Currently, the Department uses the existing Public Health Service Act (PHS Act) definition of “state” for new PHS Act requirements and funding opportunities included in title I of the Affordable Care Act. Under this definition, the new market reforms in the PHS Act apply to the territories. We have been informed by representatives oft he territories that this interpretation is undermining the stability o f the territories’ health insurance markets. After a careful review of this situation and the relevant statutory language, HHS has determined that the new provisions of the PHS Act enacted in title I are appropriately governed by the definition of “state” set forth in that title, and therefore that these new provisions do not apply to the territories. This means that the following Affordable Care Act requirements will not apply to 1 individual or group health insurance issuers in the U.S. territories:

What justified this “careful review”? Absolutely no reasoning, whatsoever. Stay tuned Marilyn tells us:

The Centers for Medicare & Medicaid Services (CMS) intends to issue regulations to affirm this interpretation and eliminate any text in the existing rules that is inconsistent with this interpretation (e.g., the definition of”state” that includes territories set forth in the rate review regulations at 45 CFR 154.102). Pending the completion of such rulemaking, CMS will apply this interpretation and will not subject health insurance issuers in the territories to the Affordable Care Act requirements at issue.

I’m sure the rulemaking will go something like this. Because applying these rules to the territories will disrupt the market, we interpret states, not to mean territories, regardless of what the statute says. An HHS spokesperson just announced the statute would be rewritten.

But don’t worry. This redefinition of a territory will *only* apply to this provision of the ACA, and nothing else.

Our analysis applies only to health insurance that is governed by the PHS Act. It does not affect the PHS Act requirements that were enacted in the Affordable Care Act and were incorporated into the Employee Retirement Income Security Act (ERISA) and the Internal Revenue Code (Code) and apply to group health plans (whether insured or self-insured), because such applicability does not hinge on, or rely upon the term “state” as it is defined in either the PHS Act or in the Affordable Care Act. Similarly,it also does not affect the PHS Act requirements that were enacted in the Affordable Care Act and apply to non-federal governmental plans. As a practical matter, therefore, PHS Act, ERISA, and Code requirements applicable to group health plans continue to apply to such coverage and issuers selling policies to both private sector and public sector employers in the territories will want to make certain that their products comply with the relevant Affordable Care Act amendments to the PHS Act applicable to group health plans since their customers- the group health plans- are still subject to those provisions. Group health plans remain subject to those provisions of the PHS Act that were enacted in the Affordable Care Act, including, inter alia, the prohibition on lifetime and annual limits (PHS Act section 2711), the prohibition on rescissions (PHS Act section 2712), coverage of preventive health services (PHS Act section 2713), and the revised internal and external appeals process (PHS Act section 27 I9)

So in other words, HHS is only rewriting the statute where it causes inconveniences.

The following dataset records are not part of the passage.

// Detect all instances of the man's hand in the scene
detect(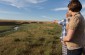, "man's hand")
[62,41,67,46]
[53,20,58,23]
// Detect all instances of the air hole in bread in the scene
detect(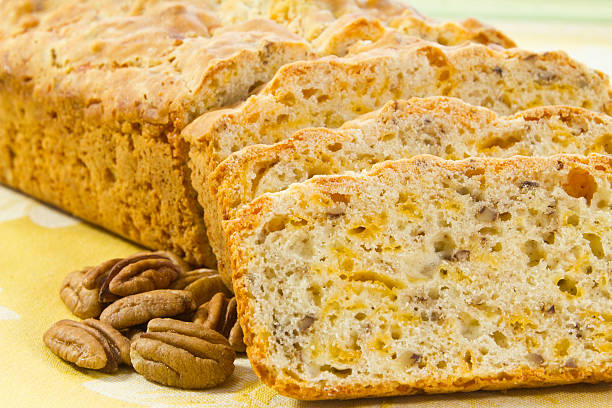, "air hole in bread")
[523,239,546,266]
[565,214,580,226]
[557,277,578,296]
[582,233,605,259]
[491,330,508,348]
[563,168,597,205]
[302,88,319,99]
[327,142,342,152]
[480,134,521,150]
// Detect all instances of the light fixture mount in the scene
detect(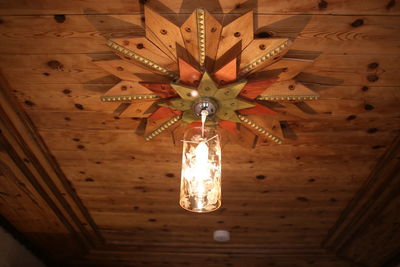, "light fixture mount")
[193,97,218,120]
[95,6,319,212]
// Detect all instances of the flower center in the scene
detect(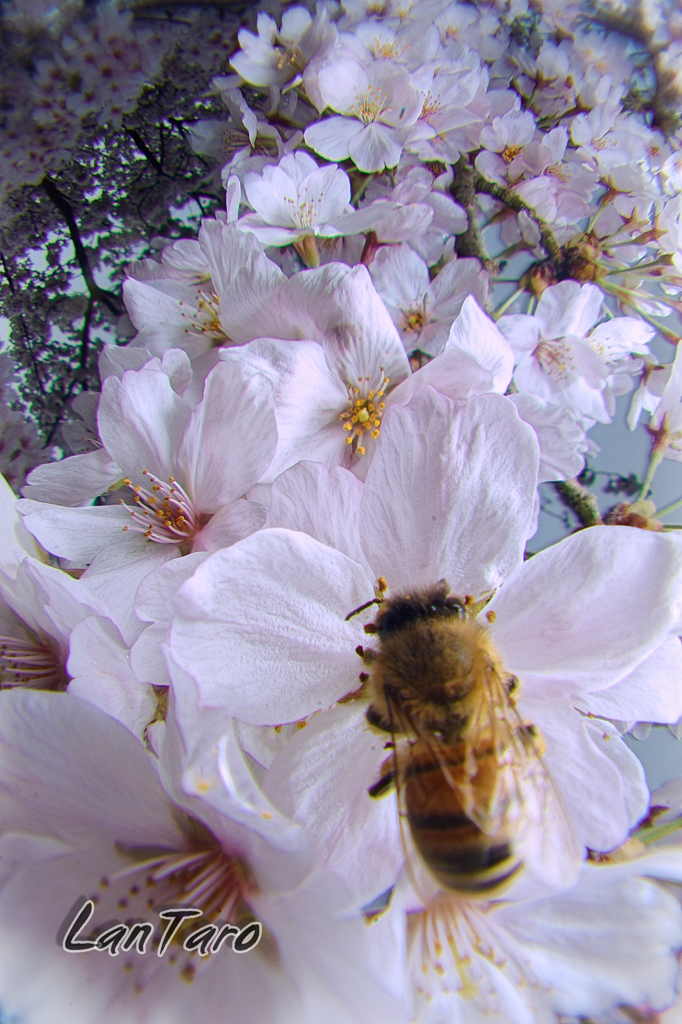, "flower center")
[274,39,305,72]
[286,197,322,227]
[402,302,426,333]
[180,292,229,347]
[350,85,390,125]
[502,145,523,164]
[339,367,389,455]
[372,35,408,60]
[104,837,249,927]
[121,469,201,544]
[408,898,535,1014]
[532,341,573,384]
[0,637,69,690]
[420,92,442,118]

Also, territories that do not comply are not required to return any funds conditioned on complying! They just can’t get any more money

Because this interpretation applies prospectively, territories will not have to pay back to the federal government any grants that have been spent by the territories as of the date of this letter, such as those provided for rate review (section 2794 of the PHS Act) and for consumer assistance (section 2793 of the PHS Act). However, all unspent grant funding must be returned to CMS, because the interpretation of the law making the territories eligible to expend such funds is no longer in place.

There you have it. Regulation by letter, blog post, or whatever.